Easter forecasting challengesDifferent from many other public holidays, Easter is a so-called movable holiday. This means that the Easter bunny brings more than just eggs for the statistician - he brings special Easter forecasting challenges. In the year 325 CE the Council for Nicea determined that Easter would fall on the Sunday after the first full moon in spring. The earliest date for Easter is thus March 22nd, the latest April 25th. Carl Friedrich Gauss took this rule into consideration and developed the Gauss algorithm for Easter, which allows the determination of the date of Easter for a given year.
The moving date of Easter matters, because this holiday has a very strong influence on our leisure activities. Many people use the feast of Easter to take a spring holiday, which in turn has a strong impact on the hotel, restaurant, and transportation industries. Our choice of activities also depends on the timing of Easter. For many of my fellow Europeans, when Easter falls at the end of March, we may plan a ski vacation, while an April date may call for plans that involve enjoying the warming spring weather instead of seeking the snow.

Analysis of the data mirror that behavior

Time series data on a monthly basis reflects this behavior. In a multi-year observation you often see that the peaks switch between March and April.

  • When Easter falls in March, winter sports resorts in the Austrian Alps often have a full hotels in that month. In April, however, occupancy drops very sharply, because Easter often also means end of the season for the ski lifts.
  • The effect of the importance of the Easter holidays can also be observed by the number of air and rail travelers or visitors to recreational facilities.

The following graph shows the number of visitors at a leisure park during the period from 1993 to 2000. In order to facilitate recognition, only the months March (blue) and April (red) are shown. In addition a green step curve shows whether the beginning of the Easter falls in March or April in each year.

Svolba_EasterEffect
It is easy to see that for a holiday that starts in March, the blue line is higher than the red line. For a holiday that starts in April, the reverse is true. We can clearly see the behavior of consumers and tourists can in our analysis of the data.

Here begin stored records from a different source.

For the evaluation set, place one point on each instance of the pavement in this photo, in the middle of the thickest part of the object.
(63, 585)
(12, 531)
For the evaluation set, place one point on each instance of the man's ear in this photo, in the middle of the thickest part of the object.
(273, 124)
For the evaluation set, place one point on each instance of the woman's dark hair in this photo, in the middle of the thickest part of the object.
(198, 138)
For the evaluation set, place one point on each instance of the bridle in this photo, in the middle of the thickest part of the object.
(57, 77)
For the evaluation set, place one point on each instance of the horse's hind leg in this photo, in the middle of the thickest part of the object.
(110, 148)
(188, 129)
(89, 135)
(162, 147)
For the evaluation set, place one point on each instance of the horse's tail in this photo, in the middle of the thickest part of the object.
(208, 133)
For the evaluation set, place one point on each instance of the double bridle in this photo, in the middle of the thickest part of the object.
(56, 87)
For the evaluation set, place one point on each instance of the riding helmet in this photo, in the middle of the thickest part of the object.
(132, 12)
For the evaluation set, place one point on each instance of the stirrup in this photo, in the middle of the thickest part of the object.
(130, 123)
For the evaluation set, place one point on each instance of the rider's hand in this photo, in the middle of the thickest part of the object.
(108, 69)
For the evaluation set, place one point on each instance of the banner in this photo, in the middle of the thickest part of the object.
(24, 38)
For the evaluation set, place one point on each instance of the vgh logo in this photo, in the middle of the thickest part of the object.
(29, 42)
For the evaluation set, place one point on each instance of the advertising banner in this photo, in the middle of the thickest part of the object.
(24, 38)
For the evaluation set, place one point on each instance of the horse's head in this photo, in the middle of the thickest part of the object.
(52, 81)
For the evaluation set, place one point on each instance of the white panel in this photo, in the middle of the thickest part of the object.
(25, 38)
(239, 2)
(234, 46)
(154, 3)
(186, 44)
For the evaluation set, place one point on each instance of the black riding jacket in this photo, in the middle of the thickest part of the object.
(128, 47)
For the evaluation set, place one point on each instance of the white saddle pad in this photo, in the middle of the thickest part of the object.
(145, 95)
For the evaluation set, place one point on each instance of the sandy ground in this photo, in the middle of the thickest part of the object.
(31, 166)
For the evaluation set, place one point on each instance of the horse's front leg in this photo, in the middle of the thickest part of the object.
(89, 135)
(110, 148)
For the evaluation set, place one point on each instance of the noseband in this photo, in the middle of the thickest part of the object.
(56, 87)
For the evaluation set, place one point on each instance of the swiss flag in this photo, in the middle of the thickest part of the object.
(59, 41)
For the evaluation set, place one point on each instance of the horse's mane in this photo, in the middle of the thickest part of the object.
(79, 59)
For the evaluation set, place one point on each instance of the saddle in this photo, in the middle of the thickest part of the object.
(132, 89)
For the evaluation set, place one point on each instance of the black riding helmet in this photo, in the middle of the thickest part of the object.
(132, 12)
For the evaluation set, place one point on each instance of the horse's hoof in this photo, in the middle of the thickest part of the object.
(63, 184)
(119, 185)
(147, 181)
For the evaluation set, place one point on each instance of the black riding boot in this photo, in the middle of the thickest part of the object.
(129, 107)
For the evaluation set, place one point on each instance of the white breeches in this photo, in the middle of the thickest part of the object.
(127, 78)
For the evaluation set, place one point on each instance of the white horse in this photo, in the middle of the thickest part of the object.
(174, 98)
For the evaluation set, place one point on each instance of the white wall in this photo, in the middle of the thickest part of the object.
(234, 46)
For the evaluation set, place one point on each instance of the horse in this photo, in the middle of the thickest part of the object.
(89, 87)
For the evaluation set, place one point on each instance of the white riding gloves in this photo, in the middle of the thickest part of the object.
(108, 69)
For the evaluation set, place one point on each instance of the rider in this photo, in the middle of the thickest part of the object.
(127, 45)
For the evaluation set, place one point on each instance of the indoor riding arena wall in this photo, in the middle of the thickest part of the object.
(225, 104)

In the evaluation of results, the consideration of this fact is important. From a sales perspective it does not make sense, to panic when the March sales fall behind those of the previous year when the "Easter Peak" is expected only in April.

Easter forecasting challenges

A peak that varies between March and April can be a problem for time series forecasting models. Many simple time series models only use the historical values of the time series. If Easter falls in April in two consecutive years, the models expect the next peak again in April, because the model has only learned the seasonal effect, leading to these Easter forecasting challenges.

This fact is important because there is an increasing trend for planning software packages to offer only a few simple standard methods of time series forecasting. For some applications a simple seasonal exponential smoothing model does quite well. But it takes a little more effort to consider the above situations. You do not want to manually correct your budget figures every time for the “Easter effect.” It is tedious to always explain your own numbers in a planning meeting with the caution,"Yes, but this year...."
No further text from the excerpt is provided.